That statement is felt throughout the film. This isn't Isey's life story. Details of her upbringing, marriage and James' childhood are sparse, replaced with a gentle portrait of a sweet and loving relationship between an elderly mother and her son. Long, slow sequences of James helping his mother into the car or the pair having a cup of tea sound boring but they're not; they're tender and heartwarming.

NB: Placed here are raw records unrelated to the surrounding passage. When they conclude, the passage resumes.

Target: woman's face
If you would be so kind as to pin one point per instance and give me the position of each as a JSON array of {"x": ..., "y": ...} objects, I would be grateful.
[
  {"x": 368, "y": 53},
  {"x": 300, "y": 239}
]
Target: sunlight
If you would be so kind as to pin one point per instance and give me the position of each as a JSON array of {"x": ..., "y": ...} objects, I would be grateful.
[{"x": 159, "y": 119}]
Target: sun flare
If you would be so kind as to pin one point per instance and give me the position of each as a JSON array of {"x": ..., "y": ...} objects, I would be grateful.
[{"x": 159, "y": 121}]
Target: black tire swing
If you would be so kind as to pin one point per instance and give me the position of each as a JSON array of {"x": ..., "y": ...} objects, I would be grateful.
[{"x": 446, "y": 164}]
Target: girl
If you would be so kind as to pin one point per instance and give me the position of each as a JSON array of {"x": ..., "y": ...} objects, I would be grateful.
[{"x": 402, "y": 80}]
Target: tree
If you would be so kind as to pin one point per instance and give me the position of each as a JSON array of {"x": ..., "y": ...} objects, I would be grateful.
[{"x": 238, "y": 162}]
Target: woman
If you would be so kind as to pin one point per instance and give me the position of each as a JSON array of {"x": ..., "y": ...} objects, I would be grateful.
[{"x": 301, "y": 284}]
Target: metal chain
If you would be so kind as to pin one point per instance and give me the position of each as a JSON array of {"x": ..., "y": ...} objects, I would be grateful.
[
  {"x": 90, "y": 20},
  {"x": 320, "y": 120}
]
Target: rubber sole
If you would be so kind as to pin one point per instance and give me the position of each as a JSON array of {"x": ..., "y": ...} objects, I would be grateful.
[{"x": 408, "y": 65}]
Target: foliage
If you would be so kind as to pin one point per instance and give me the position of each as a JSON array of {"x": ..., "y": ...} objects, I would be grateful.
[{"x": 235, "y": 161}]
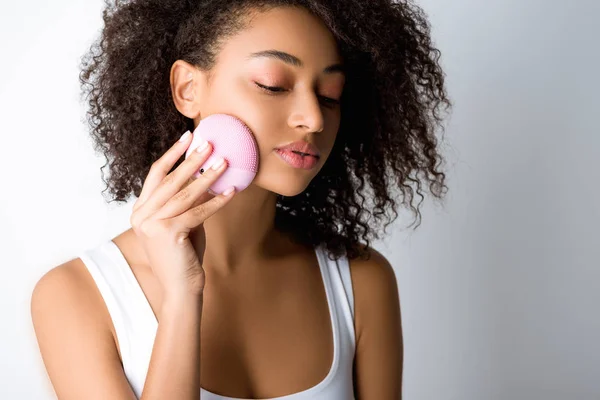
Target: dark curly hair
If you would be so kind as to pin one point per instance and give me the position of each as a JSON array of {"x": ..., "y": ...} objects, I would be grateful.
[{"x": 391, "y": 105}]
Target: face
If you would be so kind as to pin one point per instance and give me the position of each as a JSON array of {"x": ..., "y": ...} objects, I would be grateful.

James was pursuing a singing and acting career in Auckland when he packed it in and returned home 20 years ago to care first for his ailing father and then his mother. He has big stories, a big heart and that actorly calling to the big screen - you can feel him as a driving force behind the film right from the beginning. Before James & Isey, Habicht had given up documentary-making in pursuit of financial security but something kept calling him to make this film. My guess is it was James.
HE SAW
A rubicon moment for our relationship came in 2011 at the premiere of Florian Habicht's film Love Story, when our disagreement over the film's qualities caused our own burgeoning love story to come under severe and ironic threat. Basically, I hated it and was indignant that Zanna liked it although I can't now remember my justification in either case. When I think back on the film, I remember it as sweet and formally innovative and I can't think of a single reason to criticise it, except that I thought it might make me look smarter than I am, which it didn't. It made me look like an arsehole, which I suspect I was.

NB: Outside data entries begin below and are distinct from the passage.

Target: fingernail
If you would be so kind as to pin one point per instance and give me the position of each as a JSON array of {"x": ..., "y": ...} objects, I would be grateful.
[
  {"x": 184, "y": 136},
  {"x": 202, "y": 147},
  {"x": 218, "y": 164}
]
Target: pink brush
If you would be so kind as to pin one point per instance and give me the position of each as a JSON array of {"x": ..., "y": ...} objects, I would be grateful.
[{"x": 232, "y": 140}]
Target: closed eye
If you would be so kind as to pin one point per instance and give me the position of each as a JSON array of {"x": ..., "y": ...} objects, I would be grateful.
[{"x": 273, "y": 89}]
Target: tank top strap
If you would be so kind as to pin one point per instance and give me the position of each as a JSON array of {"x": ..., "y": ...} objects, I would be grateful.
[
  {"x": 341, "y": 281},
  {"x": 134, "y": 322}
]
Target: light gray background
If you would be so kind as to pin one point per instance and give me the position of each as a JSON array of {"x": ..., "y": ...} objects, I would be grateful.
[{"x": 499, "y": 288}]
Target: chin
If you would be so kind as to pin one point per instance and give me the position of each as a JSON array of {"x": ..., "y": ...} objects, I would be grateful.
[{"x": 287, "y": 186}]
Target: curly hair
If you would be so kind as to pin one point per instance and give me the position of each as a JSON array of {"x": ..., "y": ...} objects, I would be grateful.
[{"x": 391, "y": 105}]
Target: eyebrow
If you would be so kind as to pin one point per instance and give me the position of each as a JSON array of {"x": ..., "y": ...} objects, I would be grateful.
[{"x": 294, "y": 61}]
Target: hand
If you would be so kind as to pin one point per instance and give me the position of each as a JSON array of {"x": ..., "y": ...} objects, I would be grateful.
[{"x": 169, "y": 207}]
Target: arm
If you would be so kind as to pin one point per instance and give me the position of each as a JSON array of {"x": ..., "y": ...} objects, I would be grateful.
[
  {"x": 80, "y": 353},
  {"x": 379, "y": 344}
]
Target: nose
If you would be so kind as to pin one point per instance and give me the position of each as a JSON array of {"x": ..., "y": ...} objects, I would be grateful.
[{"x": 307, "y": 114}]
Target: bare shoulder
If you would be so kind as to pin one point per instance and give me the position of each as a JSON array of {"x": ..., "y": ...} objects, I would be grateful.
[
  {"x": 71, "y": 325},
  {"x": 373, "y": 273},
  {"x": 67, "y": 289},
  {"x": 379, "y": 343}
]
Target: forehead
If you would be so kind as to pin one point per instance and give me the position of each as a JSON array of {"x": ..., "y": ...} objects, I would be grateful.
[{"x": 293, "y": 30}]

It's possible my retrospective fondness for that film has been driven by a growing familiarity with, and fondness for, Habicht's oeuvre. The personality of his films has so embedded itself in our culture that he has come to feel like the country's affable and excitable nephew. His films are inevitably sweet, kind and compassionate examinations of their subjects, and so it is with James & Isey, a love story about a 100-year-old woman and her 60-something-year-old son, cohabiting just outside Kawakawa.
The film raises a lot of questions about the lives at its centre and answers almost none of them, choosing to exist almost entirely in the few days over which it's filmed.
When it finished, and I told Zanna I was glad I didn't hate it, she said: "Did you not?"
I said "How could you hate that film? It was so sweet."
That didn't sound like the type of thing I would say, but the way we feel about a film is, in part, a product of how we feel about ourselves. I've been quite positive about all sorts of things lately. Zanna is finding it strange and honestly, so am I.